Une ONG israélienne accuse des colons d’annexions sauvage

Dépêches et le Monde, dimanche 14 septembre 2008

Le groupe israélien de défense des droits de l’homme B’Tselem affirme, dans un rapport publié jeudi 11 sep­tembre, que des colons juifs ont confisqué en Cis­jor­danie un ter­ri­toire jusqu’à deux fois et demie plus grand que celui qui leur était alloué, en ins­tallant des clô­tures ou en ayant recours à la vio­lence pour chasser les Palestiniens.

B’Tselem explique qu’elle ne peut donner de chiffres précis du nombre d’hectares confisqués dans la mesure où, dans la majeure partie des cas, les contre­ve­nants ne sont pas sanc­tionnés et qu’aucun document n’est dis­po­nible à ce sujet.

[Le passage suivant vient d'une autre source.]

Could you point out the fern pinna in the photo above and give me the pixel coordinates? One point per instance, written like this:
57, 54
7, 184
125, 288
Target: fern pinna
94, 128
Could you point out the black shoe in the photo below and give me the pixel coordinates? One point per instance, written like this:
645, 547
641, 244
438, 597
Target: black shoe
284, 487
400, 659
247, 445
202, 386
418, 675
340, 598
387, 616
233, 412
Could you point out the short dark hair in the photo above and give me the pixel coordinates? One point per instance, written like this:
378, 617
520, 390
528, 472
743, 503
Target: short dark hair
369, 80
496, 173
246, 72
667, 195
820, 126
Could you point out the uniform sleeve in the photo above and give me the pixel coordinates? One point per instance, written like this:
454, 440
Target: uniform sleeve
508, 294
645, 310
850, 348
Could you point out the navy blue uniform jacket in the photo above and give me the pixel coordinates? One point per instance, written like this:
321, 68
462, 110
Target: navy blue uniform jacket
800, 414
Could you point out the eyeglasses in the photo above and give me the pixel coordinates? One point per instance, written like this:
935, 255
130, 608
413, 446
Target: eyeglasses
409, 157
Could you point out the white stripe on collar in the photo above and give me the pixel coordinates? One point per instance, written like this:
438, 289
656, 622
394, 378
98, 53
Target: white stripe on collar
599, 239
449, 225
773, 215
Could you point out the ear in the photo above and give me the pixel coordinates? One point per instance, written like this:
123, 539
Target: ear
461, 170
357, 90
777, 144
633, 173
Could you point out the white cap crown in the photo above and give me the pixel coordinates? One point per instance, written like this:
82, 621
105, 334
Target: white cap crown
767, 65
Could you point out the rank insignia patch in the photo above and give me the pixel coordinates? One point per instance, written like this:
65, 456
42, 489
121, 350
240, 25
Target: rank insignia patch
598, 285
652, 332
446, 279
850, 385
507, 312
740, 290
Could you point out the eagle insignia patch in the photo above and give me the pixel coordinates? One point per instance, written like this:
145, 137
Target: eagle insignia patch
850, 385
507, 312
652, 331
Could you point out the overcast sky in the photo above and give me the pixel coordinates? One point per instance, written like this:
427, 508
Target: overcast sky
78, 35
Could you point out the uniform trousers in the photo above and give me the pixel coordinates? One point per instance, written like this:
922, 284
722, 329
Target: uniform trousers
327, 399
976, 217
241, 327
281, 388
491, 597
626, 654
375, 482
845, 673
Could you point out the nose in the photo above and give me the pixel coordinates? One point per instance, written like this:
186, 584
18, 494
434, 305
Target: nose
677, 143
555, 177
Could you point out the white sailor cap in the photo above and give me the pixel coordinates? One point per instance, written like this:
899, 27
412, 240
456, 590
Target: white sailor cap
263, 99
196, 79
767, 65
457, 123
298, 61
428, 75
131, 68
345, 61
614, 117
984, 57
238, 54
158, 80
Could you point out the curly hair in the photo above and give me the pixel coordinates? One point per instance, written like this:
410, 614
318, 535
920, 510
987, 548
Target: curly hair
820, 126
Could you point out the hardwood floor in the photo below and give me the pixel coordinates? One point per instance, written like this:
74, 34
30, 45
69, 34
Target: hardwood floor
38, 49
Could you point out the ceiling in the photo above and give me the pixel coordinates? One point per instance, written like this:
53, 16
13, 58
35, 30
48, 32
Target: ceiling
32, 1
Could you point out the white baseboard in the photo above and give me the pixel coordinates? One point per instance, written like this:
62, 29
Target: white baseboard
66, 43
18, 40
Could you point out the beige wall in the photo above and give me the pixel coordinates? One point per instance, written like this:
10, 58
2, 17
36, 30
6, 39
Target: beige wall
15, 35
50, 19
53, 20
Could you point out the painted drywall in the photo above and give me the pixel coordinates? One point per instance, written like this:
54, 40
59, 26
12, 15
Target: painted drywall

Inter­rogée sur ce rapport, l’armée israé­lienne a déclaré avoir établi des zones de sécurité autour des colonies juives de Cis­jor­danie afin de pré­venir des attentats, ajoutant que toute construction dans ces zones était donc illégale. Le rapport cite l’exemple d’un groupe de 12 habi­ta­tions ins­tallées à l’est de la bar­rière de sécurité érigée en Cis­jor­danie. A cet endroit, B’Tselem évoque une annexion de 455 hec­tares de terre, motivée par un plan spécial de sécurité qui a permis de doubler la surface allouée aux colons. Le rapport précise que la moitié de cette surface était aupa­ravant la pro­priété privée de Palestiniens.

Heurts à Talmon

"La fer­meture des terres autour des colonies porte surtout pré­judice aux agri­cul­teurs pales­ti­niens, qui doivent sur­monter des obs­tacles bureau­cra­tiques quasi infran­chis­sables pour atteindre leurs ter­rains. Par consé­quent, beaucoup sont contraints d’arrêter leurs cultures", écrit B’Tselem. L’organisation ajoute que, dans de nom­breux cas, les auto­rités israé­liennes ferment les yeux sur la pose de clô­tures non auto­risées et ne punissent pas les colons fautifs. Quelque 70 000 colons vivent à l’est de la bar­rière de sécurité. Cette semaine, le vice-​​premier ministre israélien, Haïm Ramon, a pré­senté un projet d’indemnisation à des­ti­nation des colons qui accep­te­raient de quitter volon­tai­rement leurs habi­ta­tions de Cisjordanie.

Mer­credi soir ( 10 sep­tembre), des heurts vio­lents avaient opposé une qua­ran­taine de colons israé­liens à des soldats près de l’implantation de Talmon, située dans la région de Ramallah, en Cis­jor­danie. Selon un porte-​​parole de l’armée,"une qua­ran­taine de civils ont tenté de pénétrer de force dans une position de l’armée et de per­turber l’approvisionnement en eau". Selon la radio publique, les colons enten­daient pro­tester contre la saisie par l’armée de matériel de construction destiné à un chantier dans une colonie sauvage située dans le secteur.